Paweł Kociński is currently working at allegro.pl, ASF and Apache Sedona (incubating) committer, main author of Sedona Python API. Big Data, Stream processing, Scala and Python enthusiast.
Worked at various projects to help European and US companies expand their businesses based on geospatial data. Warsaw University of Technology Graduate.
Streaming Geospatial Vector Data with Apache Projects
Jim Hughes
As IoT-based use cases increase, so has the need to create real-time geospatial views of the data generated. In this talk, we will describe how Apache Kafka and Apache NiFi can be leveraged to enable spatial data streaming and data management.
The first part of the talk will dive into the details of indexing observation data for entities moving through space and time. Examples will show how a web-tier can be polled to show a live picture of multiple moving entities.
The second part of the talk will focus on using NiFi to route data through an enterprise. Apache NiFi provides a visual programming interface to create, represent, and monitor data flows. The GeoMesa-NiFi project provides Processors which allow for handling spatial data with GeoMesa and GeoTools DataStores.

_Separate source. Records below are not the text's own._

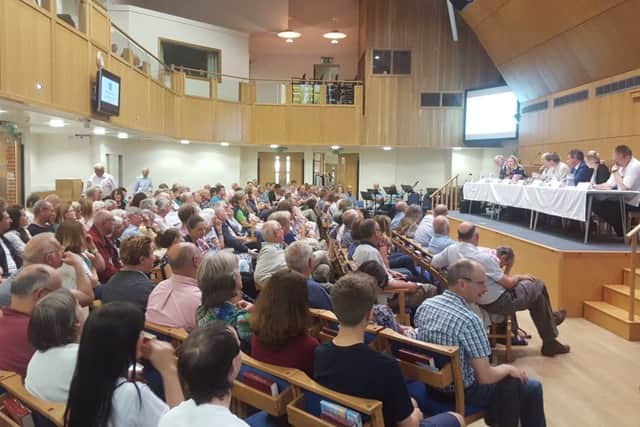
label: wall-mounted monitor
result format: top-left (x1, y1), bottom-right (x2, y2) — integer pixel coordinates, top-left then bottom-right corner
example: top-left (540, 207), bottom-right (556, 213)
top-left (464, 86), bottom-right (519, 143)
top-left (96, 68), bottom-right (120, 116)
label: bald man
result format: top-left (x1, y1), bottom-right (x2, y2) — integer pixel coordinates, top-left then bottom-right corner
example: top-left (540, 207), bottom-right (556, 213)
top-left (431, 222), bottom-right (570, 357)
top-left (147, 242), bottom-right (202, 331)
top-left (0, 264), bottom-right (62, 378)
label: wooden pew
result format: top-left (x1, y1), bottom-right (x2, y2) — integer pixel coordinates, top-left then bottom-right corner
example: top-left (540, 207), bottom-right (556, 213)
top-left (287, 370), bottom-right (384, 427)
top-left (378, 328), bottom-right (484, 423)
top-left (0, 371), bottom-right (66, 427)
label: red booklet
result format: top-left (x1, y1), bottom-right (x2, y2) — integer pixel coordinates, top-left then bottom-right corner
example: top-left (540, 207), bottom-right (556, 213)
top-left (242, 372), bottom-right (278, 397)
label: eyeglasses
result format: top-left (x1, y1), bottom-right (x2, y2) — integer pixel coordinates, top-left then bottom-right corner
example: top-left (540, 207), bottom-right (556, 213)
top-left (462, 277), bottom-right (486, 285)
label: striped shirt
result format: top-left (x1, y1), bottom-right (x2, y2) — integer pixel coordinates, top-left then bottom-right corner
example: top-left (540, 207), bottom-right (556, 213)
top-left (415, 290), bottom-right (491, 392)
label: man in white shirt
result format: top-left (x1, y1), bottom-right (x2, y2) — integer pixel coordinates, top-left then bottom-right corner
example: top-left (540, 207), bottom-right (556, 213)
top-left (85, 163), bottom-right (118, 197)
top-left (158, 321), bottom-right (248, 427)
top-left (413, 205), bottom-right (449, 248)
top-left (593, 145), bottom-right (640, 236)
top-left (431, 222), bottom-right (570, 357)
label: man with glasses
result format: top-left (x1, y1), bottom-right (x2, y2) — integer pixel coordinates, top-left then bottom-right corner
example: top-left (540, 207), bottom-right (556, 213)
top-left (415, 259), bottom-right (545, 427)
top-left (431, 222), bottom-right (570, 357)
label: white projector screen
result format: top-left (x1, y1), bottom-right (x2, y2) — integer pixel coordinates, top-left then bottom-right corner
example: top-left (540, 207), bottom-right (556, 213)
top-left (464, 86), bottom-right (518, 141)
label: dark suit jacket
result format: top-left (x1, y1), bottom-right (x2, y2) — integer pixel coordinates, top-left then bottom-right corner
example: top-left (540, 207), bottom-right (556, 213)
top-left (571, 162), bottom-right (593, 185)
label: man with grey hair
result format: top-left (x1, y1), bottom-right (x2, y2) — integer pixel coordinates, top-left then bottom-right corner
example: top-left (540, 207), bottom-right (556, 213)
top-left (0, 233), bottom-right (94, 307)
top-left (415, 259), bottom-right (545, 426)
top-left (286, 242), bottom-right (333, 311)
top-left (0, 264), bottom-right (62, 378)
top-left (253, 220), bottom-right (287, 289)
top-left (146, 242), bottom-right (202, 331)
top-left (427, 215), bottom-right (456, 255)
top-left (85, 163), bottom-right (118, 195)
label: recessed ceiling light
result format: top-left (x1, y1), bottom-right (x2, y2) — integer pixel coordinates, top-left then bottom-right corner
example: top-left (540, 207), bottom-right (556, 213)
top-left (49, 119), bottom-right (65, 128)
top-left (278, 28), bottom-right (302, 39)
top-left (322, 30), bottom-right (347, 40)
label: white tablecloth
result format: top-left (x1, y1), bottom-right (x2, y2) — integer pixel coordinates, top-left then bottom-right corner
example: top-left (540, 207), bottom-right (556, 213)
top-left (464, 182), bottom-right (592, 221)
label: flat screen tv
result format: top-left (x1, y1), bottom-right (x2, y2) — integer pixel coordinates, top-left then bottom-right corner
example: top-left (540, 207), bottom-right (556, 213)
top-left (96, 68), bottom-right (120, 116)
top-left (464, 86), bottom-right (519, 143)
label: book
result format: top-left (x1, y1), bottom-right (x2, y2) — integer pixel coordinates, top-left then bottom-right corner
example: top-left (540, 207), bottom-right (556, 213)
top-left (396, 349), bottom-right (437, 371)
top-left (320, 400), bottom-right (362, 427)
top-left (242, 372), bottom-right (278, 397)
top-left (3, 397), bottom-right (34, 427)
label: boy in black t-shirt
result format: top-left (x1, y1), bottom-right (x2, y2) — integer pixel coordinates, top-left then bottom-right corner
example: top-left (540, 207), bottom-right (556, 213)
top-left (314, 273), bottom-right (464, 427)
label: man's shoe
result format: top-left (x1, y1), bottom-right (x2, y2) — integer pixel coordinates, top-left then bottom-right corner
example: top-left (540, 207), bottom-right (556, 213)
top-left (542, 340), bottom-right (571, 357)
top-left (553, 308), bottom-right (567, 326)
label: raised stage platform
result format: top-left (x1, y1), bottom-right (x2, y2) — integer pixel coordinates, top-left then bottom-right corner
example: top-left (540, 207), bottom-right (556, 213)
top-left (449, 211), bottom-right (629, 317)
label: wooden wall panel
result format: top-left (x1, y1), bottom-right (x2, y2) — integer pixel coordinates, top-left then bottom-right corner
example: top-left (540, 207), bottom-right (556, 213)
top-left (0, 1), bottom-right (52, 103)
top-left (361, 0), bottom-right (502, 147)
top-left (53, 23), bottom-right (91, 114)
top-left (213, 100), bottom-right (243, 143)
top-left (462, 0), bottom-right (640, 101)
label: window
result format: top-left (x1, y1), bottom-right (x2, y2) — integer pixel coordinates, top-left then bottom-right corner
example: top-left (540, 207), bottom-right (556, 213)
top-left (160, 39), bottom-right (222, 80)
top-left (373, 49), bottom-right (411, 75)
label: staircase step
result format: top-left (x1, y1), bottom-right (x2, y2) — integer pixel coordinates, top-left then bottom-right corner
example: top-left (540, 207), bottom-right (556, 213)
top-left (603, 285), bottom-right (640, 313)
top-left (584, 301), bottom-right (640, 341)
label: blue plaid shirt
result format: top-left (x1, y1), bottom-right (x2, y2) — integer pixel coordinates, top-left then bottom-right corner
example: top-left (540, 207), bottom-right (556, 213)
top-left (415, 290), bottom-right (491, 391)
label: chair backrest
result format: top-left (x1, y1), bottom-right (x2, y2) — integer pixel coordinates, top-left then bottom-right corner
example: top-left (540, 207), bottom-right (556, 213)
top-left (378, 328), bottom-right (465, 414)
top-left (287, 370), bottom-right (384, 427)
top-left (0, 371), bottom-right (66, 427)
top-left (231, 353), bottom-right (296, 417)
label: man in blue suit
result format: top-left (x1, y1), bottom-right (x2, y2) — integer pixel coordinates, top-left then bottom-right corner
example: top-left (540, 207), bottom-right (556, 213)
top-left (567, 148), bottom-right (593, 185)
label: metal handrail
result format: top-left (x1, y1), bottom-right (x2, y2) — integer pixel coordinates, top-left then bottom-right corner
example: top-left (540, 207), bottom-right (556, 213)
top-left (625, 224), bottom-right (640, 322)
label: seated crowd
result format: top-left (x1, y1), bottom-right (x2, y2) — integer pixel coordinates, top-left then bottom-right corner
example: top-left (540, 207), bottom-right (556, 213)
top-left (0, 165), bottom-right (569, 427)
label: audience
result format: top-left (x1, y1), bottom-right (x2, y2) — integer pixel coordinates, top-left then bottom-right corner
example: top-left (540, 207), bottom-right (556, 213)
top-left (314, 273), bottom-right (464, 427)
top-left (100, 236), bottom-right (155, 312)
top-left (415, 259), bottom-right (546, 427)
top-left (146, 242), bottom-right (202, 331)
top-left (196, 252), bottom-right (253, 348)
top-left (250, 270), bottom-right (318, 376)
top-left (0, 264), bottom-right (62, 378)
top-left (286, 242), bottom-right (333, 310)
top-left (24, 289), bottom-right (84, 403)
top-left (158, 321), bottom-right (248, 427)
top-left (64, 302), bottom-right (184, 427)
top-left (431, 222), bottom-right (570, 357)
top-left (253, 220), bottom-right (287, 289)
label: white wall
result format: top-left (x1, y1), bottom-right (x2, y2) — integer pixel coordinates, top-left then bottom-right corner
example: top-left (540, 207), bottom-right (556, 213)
top-left (109, 5), bottom-right (249, 100)
top-left (23, 134), bottom-right (240, 193)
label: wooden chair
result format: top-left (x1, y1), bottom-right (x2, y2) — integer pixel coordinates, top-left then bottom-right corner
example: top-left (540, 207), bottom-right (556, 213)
top-left (378, 328), bottom-right (484, 423)
top-left (231, 353), bottom-right (296, 417)
top-left (0, 371), bottom-right (66, 427)
top-left (287, 370), bottom-right (384, 427)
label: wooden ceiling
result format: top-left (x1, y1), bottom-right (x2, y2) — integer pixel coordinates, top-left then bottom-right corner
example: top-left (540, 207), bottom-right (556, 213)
top-left (461, 0), bottom-right (640, 102)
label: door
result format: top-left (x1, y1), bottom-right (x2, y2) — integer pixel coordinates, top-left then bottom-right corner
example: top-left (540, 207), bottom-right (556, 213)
top-left (258, 152), bottom-right (304, 185)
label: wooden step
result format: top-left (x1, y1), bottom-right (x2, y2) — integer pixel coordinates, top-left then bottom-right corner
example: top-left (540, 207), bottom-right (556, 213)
top-left (603, 282), bottom-right (640, 313)
top-left (584, 301), bottom-right (640, 341)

Jim Hughes applies training in mathematics and computer science to build distributed, scalable system capable of supporting data science and machine learning. He is a core committer for GeoMesa, which leverages HBase, Accumulo and other distributed database systems to provide distributed computation and query capabilities. He is also a committer for the LocationTech projects JTS and SFCurve and serves a mentor for other LocationTech and Eclipse projects. He serves on the LocationTech Project Management Committee and Steering Committee. Through work with LocationTech and OSGeo projects like GeoTools and GeoServer, he works to build end-to-end solutions for big spatio-temporal problems.
Jim received his Ph.D. in Mathematics from the University of Virginia for work studying algebraic topology. He enjoys playing outdoors and swing dancing.
Enabling Mars Exploration with AHTSE
Dr. Lucian Plesea
Apache HTTPD Tile Serving Environment (AHTSE) is a loose collection of Apache HTTPD modules that can be combined to build highly scalable geospatial raster tile services. Cloud storage is a core feature of AHTSE, and when necessary, lightweight image processing and even map projections are done on the fly, in memory, greatly reducing the cost and effort to manage large collection of maps and support client applications with different requirements.
Last year's AHTSE presentation was a very quick overview of existing capabilities. For this year, in addition to an AHTSE status update, details of the AHTSE architecture and configuration will be presented, as used to build the Esri Explore Mars application, available online at https://explore-mars.esri.com. These AHTSE based Mars services are used as a testing ground for AHTSE, with the goal of preserving the qualitites of the original data, for applications that can make use of those qualities, while preserving compatibility with legacy applications.
Dr. Lucian Plesea career has always been intertwined with geospatial mapping and high performance web services. During his 20 years of work at the Jet Propulsion Laboratory, he transitioned from working on scientific supercomputing applications to processing satellite imagery and remote sensing data, and ultimately to developing high performance web services. While at JPL, he participated in some of the early OGC standardization efforts, especially the OGC WMS.
While still contributing to NASA Earth and Planetary mapping projects, Dr. Plesea has transitioned to Esri, where he is the architect of the public basemap services, used by millions of users worldwide every day.
He is also an active contributor to various geospatial open source projects, especially GDAL.